My research agenda includes three interrelated strands: (a) expatriation effectiveness, (b) leadership in diverse cultural contexts, and (c) workforce development (Training, Organization Change) in an international context.
My first research strand focuses on cultural adjustment and developmental needs of populations on the cultural border who have been doubly marginalized by culture, ethnicity, gender, social status, or a combination of these factors. For example, international students are consistently underrepresented and report great difficulty integrating both academically and socially. To help these doubly marginalized population, I have examined relationships among their cultural adjustment, engagement, antecedents, and outcomes in U.S. and Japanese universities. The findings guide administrators to make informed decisions and policies and strategically allocate resources and help faculty and staff better understand the unique challenges facing international students to directly advise and help them.
My second research strand focuses on leadership in diverse cultural contexts.

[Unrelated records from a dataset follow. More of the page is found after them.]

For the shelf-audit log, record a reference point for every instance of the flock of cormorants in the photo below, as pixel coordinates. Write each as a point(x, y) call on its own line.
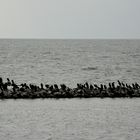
point(10, 90)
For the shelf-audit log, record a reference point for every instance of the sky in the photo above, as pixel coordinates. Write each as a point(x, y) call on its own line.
point(69, 18)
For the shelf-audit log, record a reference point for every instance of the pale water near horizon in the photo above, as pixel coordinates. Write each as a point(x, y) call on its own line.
point(70, 62)
point(70, 119)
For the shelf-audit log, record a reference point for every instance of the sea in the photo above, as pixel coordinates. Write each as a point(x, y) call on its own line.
point(70, 61)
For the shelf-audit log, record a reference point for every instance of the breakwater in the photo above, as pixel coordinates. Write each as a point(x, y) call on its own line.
point(11, 90)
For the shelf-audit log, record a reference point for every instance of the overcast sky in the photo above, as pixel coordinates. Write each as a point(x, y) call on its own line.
point(69, 18)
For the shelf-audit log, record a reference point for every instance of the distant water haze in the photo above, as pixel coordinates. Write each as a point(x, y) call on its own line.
point(70, 61)
point(69, 19)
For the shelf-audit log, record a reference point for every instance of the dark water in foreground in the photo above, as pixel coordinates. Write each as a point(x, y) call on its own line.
point(70, 119)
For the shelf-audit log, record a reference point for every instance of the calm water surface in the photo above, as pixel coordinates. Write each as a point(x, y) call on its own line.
point(70, 119)
point(70, 61)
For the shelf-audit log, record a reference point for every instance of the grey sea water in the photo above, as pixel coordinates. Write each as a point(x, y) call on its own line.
point(70, 62)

Despite the significance of culturally embedded leadership practices, most research has implemented extant leadership theories based on western cultural contexts without critically discussing implications for the local culture. I led a collaborative research team to conduct research on leadership effectiveness in Korea. Building on these findings, I also conducted a cross-cultural study (the U.K. and Korea) and a cross-sectional comparative study (public and private sector).

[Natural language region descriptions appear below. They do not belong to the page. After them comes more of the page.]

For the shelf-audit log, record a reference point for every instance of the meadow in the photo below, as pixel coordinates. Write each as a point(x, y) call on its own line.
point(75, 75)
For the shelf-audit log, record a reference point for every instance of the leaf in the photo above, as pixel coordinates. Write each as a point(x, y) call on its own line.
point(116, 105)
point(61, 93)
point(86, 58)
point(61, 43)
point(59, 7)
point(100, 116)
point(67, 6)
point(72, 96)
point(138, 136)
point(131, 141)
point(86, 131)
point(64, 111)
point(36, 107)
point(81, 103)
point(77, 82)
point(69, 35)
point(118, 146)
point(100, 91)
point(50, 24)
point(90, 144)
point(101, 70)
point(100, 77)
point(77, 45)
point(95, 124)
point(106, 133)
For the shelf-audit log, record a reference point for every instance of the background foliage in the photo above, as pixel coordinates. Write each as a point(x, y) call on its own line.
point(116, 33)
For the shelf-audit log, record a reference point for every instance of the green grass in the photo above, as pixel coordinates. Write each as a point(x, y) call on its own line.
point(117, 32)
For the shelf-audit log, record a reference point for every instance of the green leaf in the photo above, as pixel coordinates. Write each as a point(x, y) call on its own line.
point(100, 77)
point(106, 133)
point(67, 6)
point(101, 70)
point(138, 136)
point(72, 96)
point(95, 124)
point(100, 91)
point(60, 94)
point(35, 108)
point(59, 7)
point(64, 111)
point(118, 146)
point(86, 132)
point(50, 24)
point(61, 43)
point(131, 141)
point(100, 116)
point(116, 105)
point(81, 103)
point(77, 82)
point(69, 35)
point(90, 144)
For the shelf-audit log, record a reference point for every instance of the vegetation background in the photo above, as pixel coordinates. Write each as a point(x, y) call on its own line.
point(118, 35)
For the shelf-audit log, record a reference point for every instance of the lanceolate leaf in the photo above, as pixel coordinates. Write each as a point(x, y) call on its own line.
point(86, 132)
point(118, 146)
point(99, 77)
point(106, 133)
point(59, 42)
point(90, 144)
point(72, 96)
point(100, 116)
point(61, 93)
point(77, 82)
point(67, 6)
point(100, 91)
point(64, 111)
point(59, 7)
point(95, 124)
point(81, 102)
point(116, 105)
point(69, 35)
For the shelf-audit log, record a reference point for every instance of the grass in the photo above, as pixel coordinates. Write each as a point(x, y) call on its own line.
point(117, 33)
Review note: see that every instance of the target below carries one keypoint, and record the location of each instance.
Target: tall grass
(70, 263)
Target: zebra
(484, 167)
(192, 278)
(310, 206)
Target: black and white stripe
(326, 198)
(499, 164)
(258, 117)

My third research strand is workforce development in an international context. I collaboratively developed an interdisciplinary team with faculty members in STEM fields. Although research has documented the need for cultural competence, it has not been a strong focus in undergraduate STEM education. To address these needs, we developed and submitted an NSF proposal to design a global exposure undergraduate course implementing innovative learning activities and assignments. Through this course, STEM students will learn how other countries come up with innovative engineering solutions and how cultural characteristics play critical roles in understanding and solving engineering problems. This experience will also benefit students, faculty, employers, and industry partners by engaging key stakeholders in dialogue and training around skills for a global workforce.
These collaborations have led to multiple refereed articles, book chapters, and conference proceedings. These works also led to invitations to share the findings and implications at institutions in the U.S., Korea, and Japan. My scholarship has also been recognized internationally with awards, the Outstanding Assistant Professor Award from the University Council of Workforce Human Resource Education, the Academy of Human Resource Development (AHRD) through its Early Career Scholar Award and Cutting Edge Awards.